Well, yet. We're entering the tail-end of the financial year and I guess a lot of music bidness people are banking on Christmas to get them some more dollar – it is the time of the year for gift-giving and the gift of choice, bidnessmen will have you believe, is an album. Give the gift of music this year. Blah blah blah. Blah.

But it's not just the album sales dropping, it's singles too (allegedly). The number of platinum singles this year is 60, compared to last year's 83. However, given that we're kind of nowhere near the end of the year, this – and the album news – is kind of non-news. I did get to use a picture of some actual platinum though, which looks really cool.

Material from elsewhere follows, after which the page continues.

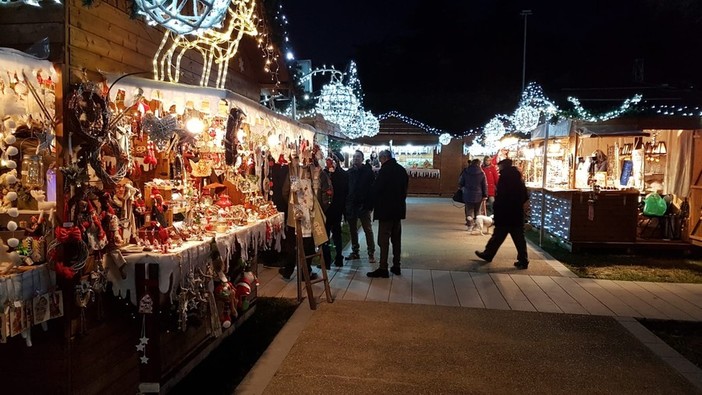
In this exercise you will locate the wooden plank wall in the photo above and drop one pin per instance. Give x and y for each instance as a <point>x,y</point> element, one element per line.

I would like to point out that this means basically nothing. The only people it will be actually affecting are the ones already making a lot of money from music, i.e. major labels, publicists, super-huge stars, etc. If the music bidness is in tatters with such a "grim" outlook, then music as a thing in itself is thriving. One look online will tell you that there are more people than ever now picking up a guitar and recording their own music, or downloading FruityLoops or Ableton or whatever and learning how create music.

Just because it's not a quantifiable statistic that Forbes can comment on so that semi-rich people can talk to each other dumbly about the financial side of an art form that will continue to grow exponentially with or without labels and pat-on-the-back platinum records, doesn't mean it's worthless.